Our results confirmed the potential of hypomethylation as an indicator of cutaneous melanoma severity. Incorporating such epigenetic markers, particularly the H score, into routine clinical assessments could refine the prognostic and treatment strategies for patients, ultimately leading to more personalized and effective care. The challenges posed by these complex methylation patterns in melanomas are significant. However, distinctive methylation signatures in melanoma hold promise as diagnostic, prognostic, and therapeutic markers. The development of technologies such as whole-genome bisulfite sequencing and innovations such as CRISPR/Cas9 epigenetic editing provides new avenues for exploring, understanding, and targeting the methylation landscape in cutaneous melanoma and other cancers. Considering the potential benefits, combining the conversion of global hypomethylation to hypermethylation in melanoma with other targeted therapies like molecularly targeted tyrosine kinase inhibitors (TKIs), BRAF, MEK, etc. could enhance treatment efficacy for patients. Therefore, our results showed that 5-mC IHC can be used as an alternative prognostic marker for cutaneous melanoma. This technique is inexpensive and accurate, and errors are reduced by using automation to calculate the H score.
Summary points
-
1.
Global DNA hypomethylation, also known as genome-wide hypomethylation, can result in chromosomal abnormalities, proto-oncogene expression, and loss of transcriptional repression of the genome.
-
2.
Melanoma exhibits global hypomethylation within the whole genome, which plays an important role in predicting patient prognosis.
-
3.
Our study robustly established that 5-mC IHC can serve as a powerful tool for mortality prediction, potentially refining patient prognosis and enhancing personalized treatment strategies.
-
4.
The elucidation of the H score as an instrumental predictive marker has established a compelling avenue for further exploration.
Methods
Sample recruitment
Ethical approval for this study was granted by the Institutional Review Board of the the Faculty of Medicine, Chulalongkorn University, Bangkok, Thailand (Med Chula COA No. 0678/2022, IRB no. 1643/2564). The retrospective study included all patients who underwent preoperative therapy at Chulalongkorn University's Division of Plastic and Reconstructive Surgery, Department of Surgery, Faculty of Medicine, Bangkok, Thailand, from 2012 to 2018. Informed consent to participate in the investigation was obtained in writing from all subjects and/or their legal guardian(s) in accordance with the Declaration of Helsinki. Prior to surgery, no patients were administered radiation therapy or chemotherapy. Inadequate pathologic tissue, absence of clinical data, and insufficient follow-up are exclusion criteria.

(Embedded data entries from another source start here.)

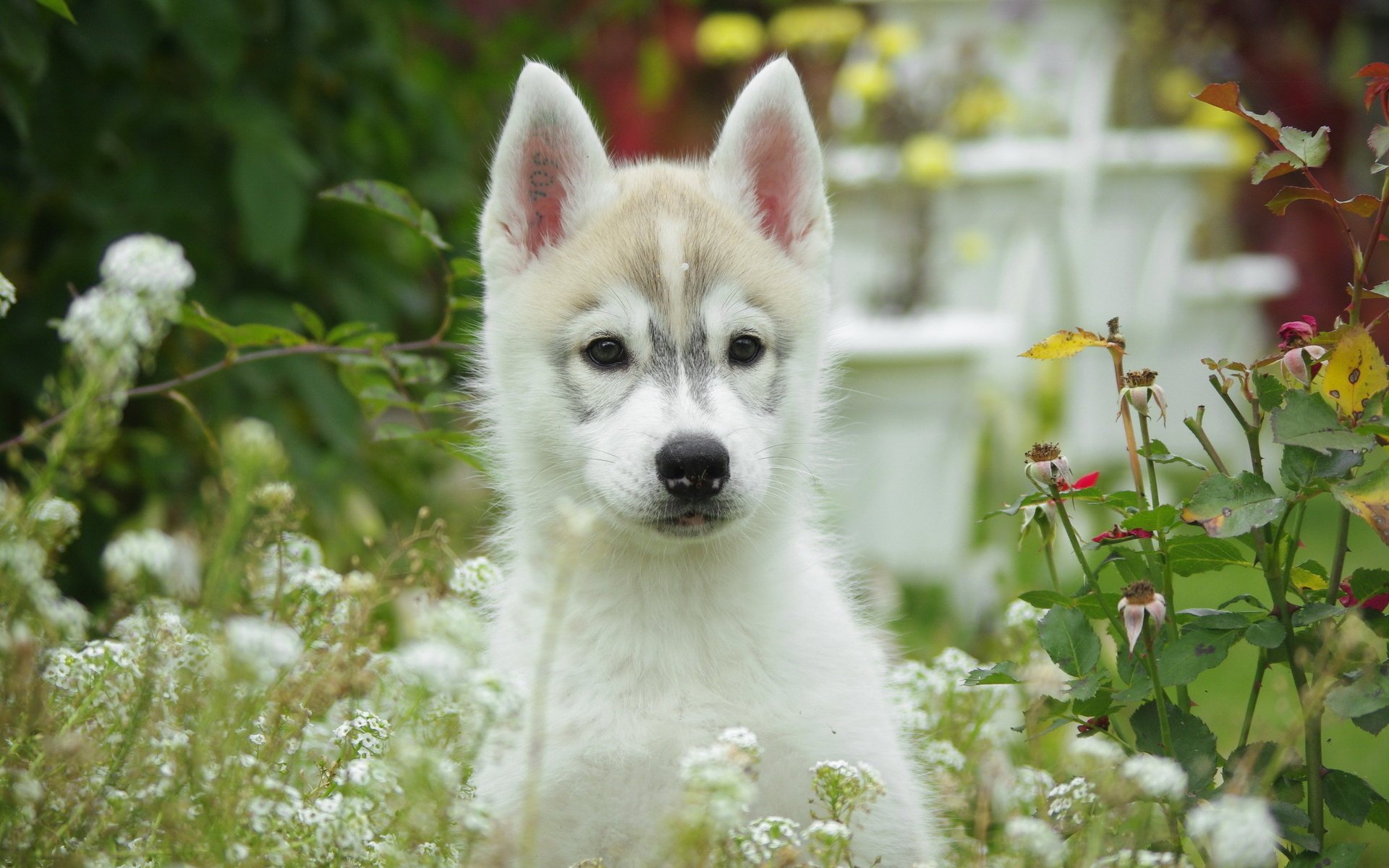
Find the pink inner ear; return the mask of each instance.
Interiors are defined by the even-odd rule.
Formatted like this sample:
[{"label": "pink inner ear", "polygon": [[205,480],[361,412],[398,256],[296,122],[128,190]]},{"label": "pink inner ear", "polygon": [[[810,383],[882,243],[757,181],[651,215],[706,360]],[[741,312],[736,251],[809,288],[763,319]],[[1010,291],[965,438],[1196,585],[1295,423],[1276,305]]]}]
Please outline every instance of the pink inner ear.
[{"label": "pink inner ear", "polygon": [[525,246],[532,256],[560,239],[564,219],[565,147],[557,132],[536,129],[525,140],[521,201],[526,207]]},{"label": "pink inner ear", "polygon": [[753,175],[753,193],[763,232],[782,247],[796,240],[792,210],[796,204],[799,169],[796,165],[796,135],[790,118],[770,114],[758,121],[758,129],[747,143],[747,168]]}]

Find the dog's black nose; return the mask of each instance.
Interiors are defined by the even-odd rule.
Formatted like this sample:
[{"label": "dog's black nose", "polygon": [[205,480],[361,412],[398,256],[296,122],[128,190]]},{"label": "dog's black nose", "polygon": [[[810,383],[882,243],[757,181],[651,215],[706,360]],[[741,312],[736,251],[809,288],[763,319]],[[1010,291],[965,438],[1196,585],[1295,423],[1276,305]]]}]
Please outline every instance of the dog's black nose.
[{"label": "dog's black nose", "polygon": [[671,437],[656,453],[656,475],[675,497],[713,497],[728,482],[728,449],[707,435]]}]

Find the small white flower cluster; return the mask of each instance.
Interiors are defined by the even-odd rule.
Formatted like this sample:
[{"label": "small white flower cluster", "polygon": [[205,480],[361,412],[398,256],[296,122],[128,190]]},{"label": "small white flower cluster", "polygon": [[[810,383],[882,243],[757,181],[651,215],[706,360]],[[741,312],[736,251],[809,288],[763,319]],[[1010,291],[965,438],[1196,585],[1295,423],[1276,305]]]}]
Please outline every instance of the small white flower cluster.
[{"label": "small white flower cluster", "polygon": [[1079,828],[1095,808],[1095,785],[1085,778],[1071,778],[1046,794],[1046,812],[1063,829]]},{"label": "small white flower cluster", "polygon": [[1167,757],[1132,756],[1124,761],[1124,776],[1149,799],[1181,801],[1186,797],[1186,769]]},{"label": "small white flower cluster", "polygon": [[139,586],[142,578],[150,578],[160,593],[196,600],[201,585],[193,542],[156,529],[126,531],[111,540],[101,553],[101,567],[118,593],[150,590]]},{"label": "small white flower cluster", "polygon": [[10,278],[0,274],[0,318],[10,312],[10,308],[14,307],[18,299],[19,296],[15,293],[14,283],[10,282]]},{"label": "small white flower cluster", "polygon": [[1213,868],[1271,868],[1278,858],[1278,822],[1253,796],[1220,796],[1192,808],[1186,831],[1206,846]]},{"label": "small white flower cluster", "polygon": [[1056,867],[1065,858],[1065,842],[1043,819],[1035,817],[1014,817],[1003,829],[1008,842],[1038,862]]},{"label": "small white flower cluster", "polygon": [[89,369],[132,376],[192,285],[182,247],[157,235],[126,236],[107,249],[101,283],[72,301],[58,336]]}]

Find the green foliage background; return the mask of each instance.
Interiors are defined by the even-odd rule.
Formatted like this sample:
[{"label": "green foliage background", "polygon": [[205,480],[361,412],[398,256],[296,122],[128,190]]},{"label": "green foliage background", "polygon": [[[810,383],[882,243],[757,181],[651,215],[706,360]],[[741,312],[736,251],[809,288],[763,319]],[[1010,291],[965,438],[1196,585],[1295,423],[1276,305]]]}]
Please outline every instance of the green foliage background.
[{"label": "green foliage background", "polygon": [[[447,0],[76,0],[72,25],[33,0],[0,0],[0,274],[19,289],[0,324],[0,435],[39,415],[35,400],[61,350],[49,322],[69,290],[96,281],[103,249],[132,232],[183,244],[199,275],[190,300],[221,319],[299,328],[299,301],[329,326],[361,319],[401,339],[428,336],[443,303],[431,250],[317,192],[353,178],[400,183],[439,215],[457,253],[471,253],[486,160],[522,58],[564,64],[594,22],[646,4],[578,17],[564,3],[475,6],[485,18]],[[572,26],[556,26],[561,19]],[[175,332],[143,379],[218,358],[208,336]],[[371,444],[356,401],[321,361],[247,365],[190,386],[189,397],[214,431],[239,415],[276,428],[310,531],[338,556],[419,504],[451,510],[461,531],[460,501],[481,501],[438,450]],[[67,590],[100,594],[96,558],[121,522],[192,522],[207,456],[186,410],[132,401],[82,493]],[[421,490],[425,479],[436,482]]]}]

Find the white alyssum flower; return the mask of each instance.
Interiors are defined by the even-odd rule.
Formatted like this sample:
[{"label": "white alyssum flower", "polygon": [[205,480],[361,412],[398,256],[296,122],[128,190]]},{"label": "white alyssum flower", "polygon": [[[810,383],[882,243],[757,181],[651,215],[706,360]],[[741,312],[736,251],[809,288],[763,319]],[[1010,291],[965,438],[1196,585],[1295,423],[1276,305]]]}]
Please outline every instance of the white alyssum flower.
[{"label": "white alyssum flower", "polygon": [[193,285],[183,247],[158,235],[128,235],[106,249],[101,279],[143,294],[158,317],[172,318]]},{"label": "white alyssum flower", "polygon": [[1278,824],[1263,799],[1220,796],[1192,808],[1186,829],[1206,844],[1213,868],[1270,868],[1278,856]]},{"label": "white alyssum flower", "polygon": [[1003,828],[1008,842],[1043,865],[1060,865],[1065,857],[1065,842],[1045,819],[1014,817]]},{"label": "white alyssum flower", "polygon": [[197,549],[188,537],[157,529],[126,531],[101,553],[101,565],[117,590],[139,590],[140,576],[153,578],[171,597],[192,600],[200,587]]},{"label": "white alyssum flower", "polygon": [[1124,776],[1158,801],[1178,801],[1186,796],[1186,771],[1168,757],[1136,754],[1124,761]]},{"label": "white alyssum flower", "polygon": [[8,314],[10,308],[18,300],[19,294],[15,292],[14,283],[10,282],[10,278],[0,274],[0,317]]},{"label": "white alyssum flower", "polygon": [[261,681],[272,681],[304,651],[304,643],[293,628],[265,618],[228,618],[224,631],[232,656]]},{"label": "white alyssum flower", "polygon": [[63,531],[71,531],[78,526],[82,519],[82,512],[78,511],[76,504],[71,500],[63,500],[61,497],[44,497],[39,503],[33,504],[33,510],[29,512],[33,521],[42,521],[53,524]]},{"label": "white alyssum flower", "polygon": [[463,597],[478,597],[497,581],[497,568],[485,557],[458,561],[449,576],[449,590]]}]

KR and NK confirmed the diagnosis of cutaneous melanoma and the subtype designation in all patients according to haematoxylin and eosin (H&E)-stained slides. Comprehensive clinical and follow-up data were collected, and the adequacy of the tumour tissue in the formalin-fixed paraffin-embedded tissue blocks was determined. The duration from surgery to recurrence, death, or final follow-up was documented. Ultimately, 48 participants were included in this study. Age, sex, tumour stage, and time of recurrence or death were collected from the clinical data.
Immunohistochemistry (IHC)
IHC was performed on paraffin-embedded sections of all specimens. Two-micron sections were placed on positively charged slides (SuperFrost Plus; Menzer-Glaser, Freiburg, Germany) and dewaxed with xylene and alcohol. To retrieve antigens, the sections were exposed to Tris–EDTA buffer (pH 9.0) in a microwave at 97 °C for 10 min. Subsequently, a 3.5 N HCl solution was added, and the slides were incubated for 15 min at room temperature. The slides were then subjected to 12 h incubation at 4 °C with a monoclonal antibody against 5-methylcytidine diluted 1:100 (Abcam, Cambridge, UK). A secondary antibody (DAKO EnVision+; DAKO Corp., Santa Clara, California, USA) was then applied, and the samples were incubated at 25 °C for 30 min, followed by visualization using diaminobenzidine chromogen (DAKO Corp.). The positive control was taken from the previous paper on thyroid cancer12, which tested positive for 5-mC. The negative control follows the same process but without the antibody against 5-mC.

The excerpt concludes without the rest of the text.